We had dinner at Pizzeria Lua in Sao Jorge. We walked down the dirt road under a cover of a thousand stars and arrived at an outdoor pizzeria comprised of pockets of light. It was as if the entire place were made up not of tables or chairs or physical objects, but built from modes of lights connected to one another. The bar was one point of lavender light, the pizza oven another warm flicker, the fire pit a third, candles on the rustic wood picnic tables and bare light bulbs over the perfectly green, perfectly manicured pool table, the only thing perfectly manicured in Sao Jorge, but most certainly not the only thing perfectly green.

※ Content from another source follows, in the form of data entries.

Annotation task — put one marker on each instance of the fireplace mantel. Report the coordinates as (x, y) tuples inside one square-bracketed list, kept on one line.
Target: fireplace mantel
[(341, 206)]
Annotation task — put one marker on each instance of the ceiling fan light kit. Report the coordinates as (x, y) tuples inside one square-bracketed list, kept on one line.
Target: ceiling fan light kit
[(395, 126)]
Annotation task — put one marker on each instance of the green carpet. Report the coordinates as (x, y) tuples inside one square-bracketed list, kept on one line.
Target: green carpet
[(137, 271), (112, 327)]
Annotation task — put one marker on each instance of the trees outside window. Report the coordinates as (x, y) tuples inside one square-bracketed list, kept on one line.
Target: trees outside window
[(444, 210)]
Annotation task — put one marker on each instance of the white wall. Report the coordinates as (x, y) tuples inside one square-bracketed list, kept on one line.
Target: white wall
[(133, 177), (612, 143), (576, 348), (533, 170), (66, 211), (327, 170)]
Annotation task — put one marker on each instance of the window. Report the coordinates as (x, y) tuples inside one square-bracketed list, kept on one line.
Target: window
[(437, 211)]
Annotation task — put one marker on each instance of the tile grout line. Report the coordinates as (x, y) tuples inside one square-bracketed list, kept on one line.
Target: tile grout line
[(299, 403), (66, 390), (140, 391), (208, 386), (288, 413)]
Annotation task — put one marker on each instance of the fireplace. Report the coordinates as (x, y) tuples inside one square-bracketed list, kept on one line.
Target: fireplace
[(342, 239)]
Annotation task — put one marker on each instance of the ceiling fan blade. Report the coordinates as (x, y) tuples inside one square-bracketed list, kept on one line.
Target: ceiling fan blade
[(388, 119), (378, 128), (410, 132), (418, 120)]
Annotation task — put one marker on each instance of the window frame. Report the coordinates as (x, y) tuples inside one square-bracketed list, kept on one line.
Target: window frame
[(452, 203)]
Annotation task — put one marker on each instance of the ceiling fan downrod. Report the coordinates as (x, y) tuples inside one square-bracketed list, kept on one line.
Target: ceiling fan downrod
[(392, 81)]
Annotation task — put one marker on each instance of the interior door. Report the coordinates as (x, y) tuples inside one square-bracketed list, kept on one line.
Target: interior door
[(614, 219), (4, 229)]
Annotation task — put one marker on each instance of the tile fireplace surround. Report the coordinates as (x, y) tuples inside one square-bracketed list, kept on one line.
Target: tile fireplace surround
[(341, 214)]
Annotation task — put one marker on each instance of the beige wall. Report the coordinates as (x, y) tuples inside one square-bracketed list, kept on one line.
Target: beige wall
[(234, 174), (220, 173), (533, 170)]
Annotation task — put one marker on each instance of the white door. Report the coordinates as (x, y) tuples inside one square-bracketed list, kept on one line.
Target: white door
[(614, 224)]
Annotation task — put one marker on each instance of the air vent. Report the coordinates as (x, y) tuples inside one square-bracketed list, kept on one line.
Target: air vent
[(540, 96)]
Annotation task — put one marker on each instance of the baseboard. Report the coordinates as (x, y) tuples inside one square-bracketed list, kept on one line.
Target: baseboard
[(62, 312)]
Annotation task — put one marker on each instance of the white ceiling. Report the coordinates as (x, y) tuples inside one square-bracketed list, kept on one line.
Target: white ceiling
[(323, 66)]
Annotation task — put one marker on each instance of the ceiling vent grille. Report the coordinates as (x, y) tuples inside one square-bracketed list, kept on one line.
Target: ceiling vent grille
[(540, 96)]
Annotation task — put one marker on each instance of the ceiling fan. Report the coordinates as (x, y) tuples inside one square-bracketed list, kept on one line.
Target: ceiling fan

On Monday we before heading home we stopped at a waterfall called Almecegas. The trail split and we had our choice of Almecegas I or Almecegas II and we choose Almecegas I. We will have to go back and find out someday if Almecegas II may have been the less difficult hike. I remember seeing on the guide back at the pousada that the difficulty level of the trail was ‘easy’ so the map must have been referring to a completely different trail than the one we hiked, because it was by far one of the most technical trails I ever hiked. I am certain it is the most technical trail I have ever hiked with Pete on my back and am certain is the most technical trail Sam has ever hiked. Somehow he convinced us that he needed to bring his sand digging tools and his plastic dump truck, so I had to lug those over the pass, too, like a sherpa. Sam was awesome, though. He skipped and darted over rocks like an old hiking pro and I see bright paths in his hiking/rock climbing future.

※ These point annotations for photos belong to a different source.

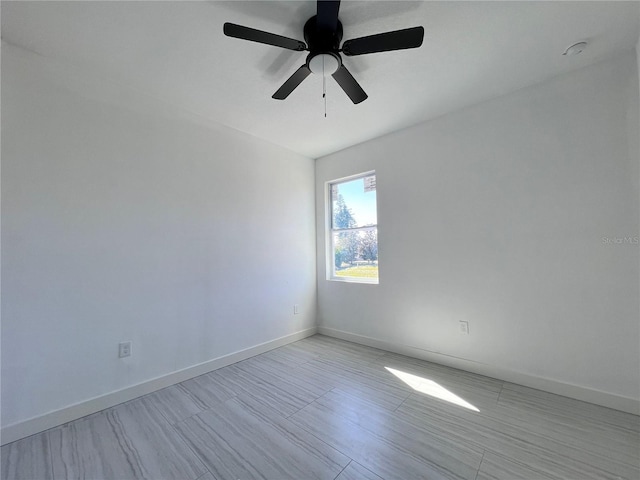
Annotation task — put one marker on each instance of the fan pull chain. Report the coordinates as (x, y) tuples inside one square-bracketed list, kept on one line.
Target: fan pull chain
[(324, 89)]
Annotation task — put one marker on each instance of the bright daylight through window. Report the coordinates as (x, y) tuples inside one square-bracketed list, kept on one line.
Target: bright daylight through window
[(353, 253)]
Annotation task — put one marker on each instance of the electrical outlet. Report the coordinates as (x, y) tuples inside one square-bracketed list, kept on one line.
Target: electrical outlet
[(124, 349), (464, 328)]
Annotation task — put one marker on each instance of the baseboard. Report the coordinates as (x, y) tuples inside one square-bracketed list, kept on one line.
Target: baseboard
[(617, 402), (38, 424)]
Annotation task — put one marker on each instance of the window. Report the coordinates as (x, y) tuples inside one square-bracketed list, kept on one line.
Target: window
[(353, 242)]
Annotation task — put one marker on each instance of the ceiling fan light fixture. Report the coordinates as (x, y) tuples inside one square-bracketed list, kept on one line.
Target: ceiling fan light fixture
[(575, 49), (324, 64)]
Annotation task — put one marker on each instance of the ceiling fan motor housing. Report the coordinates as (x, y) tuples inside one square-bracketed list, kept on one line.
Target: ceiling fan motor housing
[(322, 42)]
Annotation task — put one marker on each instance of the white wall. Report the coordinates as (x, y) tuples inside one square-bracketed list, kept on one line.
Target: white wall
[(496, 215), (134, 224)]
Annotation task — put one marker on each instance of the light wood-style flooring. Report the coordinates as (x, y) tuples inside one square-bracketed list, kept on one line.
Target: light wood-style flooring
[(328, 409)]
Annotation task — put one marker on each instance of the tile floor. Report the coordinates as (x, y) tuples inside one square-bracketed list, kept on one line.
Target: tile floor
[(328, 409)]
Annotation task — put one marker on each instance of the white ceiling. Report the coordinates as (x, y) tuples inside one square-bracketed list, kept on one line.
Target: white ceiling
[(176, 51)]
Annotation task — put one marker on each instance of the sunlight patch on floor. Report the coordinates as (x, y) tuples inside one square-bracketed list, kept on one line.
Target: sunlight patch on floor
[(431, 388)]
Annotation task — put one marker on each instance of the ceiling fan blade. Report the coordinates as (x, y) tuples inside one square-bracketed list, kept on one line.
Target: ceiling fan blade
[(352, 88), (327, 18), (292, 82), (253, 35), (384, 42)]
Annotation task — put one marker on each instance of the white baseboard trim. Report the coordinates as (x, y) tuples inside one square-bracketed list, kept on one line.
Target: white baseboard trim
[(38, 424), (617, 402)]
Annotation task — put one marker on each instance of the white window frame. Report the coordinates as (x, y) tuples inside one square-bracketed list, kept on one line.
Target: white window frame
[(330, 262)]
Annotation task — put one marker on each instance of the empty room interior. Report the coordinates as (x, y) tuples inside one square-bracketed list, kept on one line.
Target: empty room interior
[(320, 240)]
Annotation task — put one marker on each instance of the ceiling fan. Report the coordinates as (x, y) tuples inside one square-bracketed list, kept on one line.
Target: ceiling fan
[(323, 34)]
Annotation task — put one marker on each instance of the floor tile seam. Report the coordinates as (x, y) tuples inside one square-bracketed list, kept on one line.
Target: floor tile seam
[(345, 467), (163, 416), (310, 403), (403, 402), (543, 474), (197, 401), (207, 406), (472, 445), (195, 454), (480, 465), (560, 459), (319, 439)]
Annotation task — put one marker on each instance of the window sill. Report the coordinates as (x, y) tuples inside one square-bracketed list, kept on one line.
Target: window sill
[(370, 281)]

Almecegas was a beautiful, many-tiered waterfall. We stopped at the top of the waterfall and Pete and I looked over while Sam played in the shallow river. There were tiny fish swimming in the stream and for some reason we got the idea that we were going to catch one, but all we had at our disposal was Sam’s plastic dump truck, so we spent the better part of the next hour submerging the truck in the stream, trying to bait the fish into the bed of the truck with Cheerio dust then yanking the truck out of the river, hoping one of the fish was captured in the bed, but to no avail. We were lucky our plan that evening didn’t involve having to catch our dinner.

2 comments:

Natalie said...

Sounds gorgeous. Let's see some pictures!

FFF said...

Nice writing. I'm heading to the Chapada dos Veadeiros tomorrow and I was looking for some who wrote about it in a more personal way on the net. The funny thing is that, even though I live in Brasília (pretty close to the Chapada), I had to read it from a foreign person. Best for u!